Kanal7 Ankara Temsilcisi ve Haber7 Muharriri Mehmet Acet, bu hafta Başşehir Kulisi programında AK Parti Genel Lider Yardımcısı, İnsan Hakları Lideri Prof. Dr. Hasan Basri Yalçın’ı ağırladı.
Hasan Basri Yalçın’ın açıklamalarından satır başları:
Bir siyasi parti için kongreyi tüm alanlardaki değişikliklerin kaynağı olarak görebiliriz. 31 Mart seçimlerinden sonra Cumhurbaşkanımız özeleştirileri ortaya koydu. “CHP bu ülkede bu kadar oy alıyorsa bu bizim kabahatimiz” dedi. AK Parti’nin her vakit kendini yenileyebildiğini lisana getirdi. Bayrak yarışı bu işin bir modülüdür. Sıkıntıyı yalnızca A şahsının B bireyiyle yer değiştirdi diye bakmamak lazım. Kongrelerden evvel Türkiye’nin her yerine gittik. Aslında bakarsanız Türkiye’nin nabzını tuttuk. Bazen vatandaş soyut kavramlarla biraz değişim olsun diye söz ediyor. Bütün bunları gündeme alıyoruz. AK Parti’nin kongre süreci zihni olarak yenilendiği bir mühlet.
“EN PAK TAKIMLARI ORTAYA ÇIKARMAYA ÇALIŞIYORUZ”
Teşkilat başkanlığımız bir kaç hafta öncesinde sayıları açıkladı. Yüzde 75’lik bir tazelenmeden bahsediyoruz.
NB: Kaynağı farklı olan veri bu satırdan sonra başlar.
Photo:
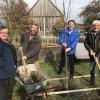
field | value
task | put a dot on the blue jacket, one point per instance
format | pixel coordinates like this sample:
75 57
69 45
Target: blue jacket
71 39
8 60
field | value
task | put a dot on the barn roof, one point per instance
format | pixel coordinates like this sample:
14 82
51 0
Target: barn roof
45 8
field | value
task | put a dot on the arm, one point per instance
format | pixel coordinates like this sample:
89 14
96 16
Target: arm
2 64
75 40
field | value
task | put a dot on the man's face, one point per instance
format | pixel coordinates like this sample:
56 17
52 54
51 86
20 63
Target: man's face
71 25
96 27
3 34
34 29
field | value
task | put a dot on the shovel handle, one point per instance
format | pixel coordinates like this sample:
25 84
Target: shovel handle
96 61
23 61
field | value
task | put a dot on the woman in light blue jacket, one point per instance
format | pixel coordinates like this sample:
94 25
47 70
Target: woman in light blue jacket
69 41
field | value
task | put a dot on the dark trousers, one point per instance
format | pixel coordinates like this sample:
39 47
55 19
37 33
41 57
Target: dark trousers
62 60
92 70
71 61
4 83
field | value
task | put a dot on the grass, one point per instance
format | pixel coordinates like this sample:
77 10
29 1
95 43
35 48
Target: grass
50 70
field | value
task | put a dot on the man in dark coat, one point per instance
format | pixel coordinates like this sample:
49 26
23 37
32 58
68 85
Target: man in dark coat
92 44
8 62
31 44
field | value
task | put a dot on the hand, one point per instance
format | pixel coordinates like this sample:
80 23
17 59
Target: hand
20 48
64 44
96 59
24 58
92 52
68 49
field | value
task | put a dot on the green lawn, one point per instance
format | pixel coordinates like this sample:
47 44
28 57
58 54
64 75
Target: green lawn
50 70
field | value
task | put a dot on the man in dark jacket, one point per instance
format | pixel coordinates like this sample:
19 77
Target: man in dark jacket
8 62
31 45
92 44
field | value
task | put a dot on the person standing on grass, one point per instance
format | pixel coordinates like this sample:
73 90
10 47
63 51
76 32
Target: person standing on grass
30 43
8 62
69 46
92 44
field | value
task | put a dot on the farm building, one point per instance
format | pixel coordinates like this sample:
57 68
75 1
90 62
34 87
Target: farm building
46 14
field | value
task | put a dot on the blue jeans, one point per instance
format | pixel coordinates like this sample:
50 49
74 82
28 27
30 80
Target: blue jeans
92 70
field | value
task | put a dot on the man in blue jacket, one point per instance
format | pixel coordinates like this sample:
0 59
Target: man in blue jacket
8 62
69 40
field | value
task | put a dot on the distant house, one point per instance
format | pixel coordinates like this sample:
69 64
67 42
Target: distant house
46 14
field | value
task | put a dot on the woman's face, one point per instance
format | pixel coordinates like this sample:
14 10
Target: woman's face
3 34
71 25
96 27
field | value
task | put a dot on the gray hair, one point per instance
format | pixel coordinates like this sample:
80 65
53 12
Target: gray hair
95 22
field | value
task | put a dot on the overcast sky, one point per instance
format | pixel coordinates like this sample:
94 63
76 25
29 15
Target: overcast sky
75 8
AK Parti vatandaşlarına 2028 seçimlerinde ne söyleyeceğini bu kongre sürecinde çalışıyor. AK Parti bu kongrede vereceği bildirilerin tüm hesapları yapılıyor. Fikre davranışlara dair bir genel dönüşümden bahsediyoruz. AK Parti 11 buçuk milyondan fazla üyeye sahip bir parti. Bu türlü bir partinin içerisinde vatandaşa üstten bakan, yanlışlar yapan, yolsuzluğa bulaşan beşerler çıkabilir. Bunların içerisinde yorgun olduğu için eski çalışma ritmini devam ettiremeyenler de olabilir. En alt kademesinden en üst kademesine kadar içerisinde güzelleriyle kötüleriyle bir bütünden bahsediyoruz. 5 parmağın 5’i bir değil, yapılacak en pak ve kapsamlı takımları ortaya çıkarmaya çalışıyoruz. Bakın AK Parti 22 yıllık iktidarı boyunca birçok uğraş verdi.
Hatırlayın 2002’den 2015’lere kadar olan süreci, şurada ıslahat olması lazım dediğimiz problemler vardı ve bunlar adım adım gerçekleştirildi.
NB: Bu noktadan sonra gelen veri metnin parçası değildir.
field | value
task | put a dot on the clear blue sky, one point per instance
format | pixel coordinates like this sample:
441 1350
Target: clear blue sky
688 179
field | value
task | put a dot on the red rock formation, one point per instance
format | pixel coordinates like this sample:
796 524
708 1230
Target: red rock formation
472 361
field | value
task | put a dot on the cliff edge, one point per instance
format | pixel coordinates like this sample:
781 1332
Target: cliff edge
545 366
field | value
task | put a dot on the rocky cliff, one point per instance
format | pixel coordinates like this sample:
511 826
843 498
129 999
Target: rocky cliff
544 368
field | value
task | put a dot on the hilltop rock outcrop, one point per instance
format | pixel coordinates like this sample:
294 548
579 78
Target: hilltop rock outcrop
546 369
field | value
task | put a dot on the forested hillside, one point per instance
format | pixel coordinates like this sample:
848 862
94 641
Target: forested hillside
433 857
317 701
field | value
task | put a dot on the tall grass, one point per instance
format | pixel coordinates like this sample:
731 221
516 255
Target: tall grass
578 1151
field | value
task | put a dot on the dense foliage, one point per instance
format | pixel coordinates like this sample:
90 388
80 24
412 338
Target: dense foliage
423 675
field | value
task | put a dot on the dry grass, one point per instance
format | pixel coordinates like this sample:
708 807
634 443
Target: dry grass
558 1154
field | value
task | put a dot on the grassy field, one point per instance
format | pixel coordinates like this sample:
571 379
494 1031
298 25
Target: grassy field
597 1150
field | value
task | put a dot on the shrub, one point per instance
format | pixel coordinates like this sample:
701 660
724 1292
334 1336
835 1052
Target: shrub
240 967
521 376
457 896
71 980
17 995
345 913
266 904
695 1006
“TÜRKİYE PRANGALARINDAN KURTULDU”
İnsanımız ulaştırmadan sıhhate kadar temel hizmetleri almaya başladı. Devlet toplum kucaklaşmasını sağlayabildik. İnce işçiliğin ötesinde daha büyük davalarımız hala var. Türkiye’de nasıl bir mahallî vesayetle uğraş ettiysek, artık Türkiye’nin global vesayetle uğraş edebileceğini konuşuyoruz. Türkiye kendi sorunlarını dahi çözemeyen bir ülke olarak görüyorduk ama AK Parti ile prangalardan kurtuldu. Türkiye artık ayağa kalkabilecek pozisyona geldi. Biz çabamızı sürdürmezsek bu kazanımlar da gidebilir. Dünyanın alt üst olduğu bir devirde şayet siz Türkiye’yi bir global güç merkezi haline getiremezseniz bir yüzyıl kaybederseniz.
Kongrenin temel sorunlarından bir tanesi bu olacak. Türkiye’nin nitekim ayağa kalktığını görüyorum. Cumhurbaşkanımızın yaptığı açıklamalara bakarsanız Türkiye kabuk değiştiriyor. Dünyada korumacılığın artmaya başladığını görüyorsunuz. Dijital çağın insan haklarına bir baskısı var. Dünyadaki global paylaşım problemi nasıl olacak?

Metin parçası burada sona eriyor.